Jacob was no longer thinking of me. He was thinking of his favourite child. For is there not a pity beyond all telling hid in the heart of love, as Yeats says? Yeats, W.B. That brother of the more famous Jack as Jacob once called him. Do not the very stars threaten that beloved head?

‘Well,’ he said, suddenly, briskly, ‘I’m sorry to hear that you’re having these, these…’

‘Crisis,’ I said.

‘To be sure,’ he said, ‘just the one. If you are determined to go, you’ll absolutely come down and say goodbye to Jane, eh? She’ll miss you. Rosie, I may say, will be prostrated with grief.’

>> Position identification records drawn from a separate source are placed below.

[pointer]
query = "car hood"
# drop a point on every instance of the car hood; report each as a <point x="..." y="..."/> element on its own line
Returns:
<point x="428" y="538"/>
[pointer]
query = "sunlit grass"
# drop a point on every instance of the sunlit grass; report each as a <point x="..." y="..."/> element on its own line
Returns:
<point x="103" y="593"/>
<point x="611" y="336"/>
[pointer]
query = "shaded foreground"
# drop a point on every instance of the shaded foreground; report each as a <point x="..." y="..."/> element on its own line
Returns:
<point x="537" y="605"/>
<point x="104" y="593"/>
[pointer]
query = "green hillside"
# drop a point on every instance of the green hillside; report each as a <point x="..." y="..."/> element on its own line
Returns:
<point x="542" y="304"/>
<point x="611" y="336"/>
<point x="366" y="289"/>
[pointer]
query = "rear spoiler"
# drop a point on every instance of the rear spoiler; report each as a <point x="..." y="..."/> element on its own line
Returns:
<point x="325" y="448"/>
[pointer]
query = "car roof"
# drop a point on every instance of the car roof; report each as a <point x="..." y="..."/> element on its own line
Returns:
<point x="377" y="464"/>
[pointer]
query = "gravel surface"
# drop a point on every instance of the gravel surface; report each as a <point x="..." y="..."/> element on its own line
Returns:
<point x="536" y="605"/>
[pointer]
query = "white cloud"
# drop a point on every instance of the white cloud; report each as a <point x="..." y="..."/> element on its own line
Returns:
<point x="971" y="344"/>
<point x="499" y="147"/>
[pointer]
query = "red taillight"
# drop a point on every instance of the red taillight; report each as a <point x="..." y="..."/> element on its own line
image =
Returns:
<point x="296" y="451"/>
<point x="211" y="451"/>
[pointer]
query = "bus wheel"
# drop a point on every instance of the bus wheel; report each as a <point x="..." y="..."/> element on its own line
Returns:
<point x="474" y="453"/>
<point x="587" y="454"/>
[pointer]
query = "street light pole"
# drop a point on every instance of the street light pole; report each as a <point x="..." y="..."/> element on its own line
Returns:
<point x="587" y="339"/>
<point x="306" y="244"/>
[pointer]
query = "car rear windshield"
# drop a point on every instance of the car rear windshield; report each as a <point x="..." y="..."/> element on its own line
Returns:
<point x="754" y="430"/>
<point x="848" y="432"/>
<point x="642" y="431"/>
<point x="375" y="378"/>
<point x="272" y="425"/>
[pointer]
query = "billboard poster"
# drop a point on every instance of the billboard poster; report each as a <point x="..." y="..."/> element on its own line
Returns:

‘I’ll come,’ I said. ‘You must know that I’ll miss you all terribly. Jane has been very important to me, Jake,’ I said, tears welling in my eyes. ‘Tell her – tell her that her kitchen has been my other university.’ Jacob laughed.

‘I will,’ he said. I fell upon his hairy chest and cried like hell. Jacob kept patting my shoulder.

‘If you’re in trouble ever, you’ll reverse the charge on the ‘phone?’ he said. ‘It’s an easy thing, Katherine, to pick up the ‘phone, eh? And reverse the charge?’

‘I’ll remember that,’ I said.

‘Good,’ he said, ‘and don’t you let any of those Catholic bloody foreigners grind you down.’

When I next saw Jacob the hair on his chest had turned completely white.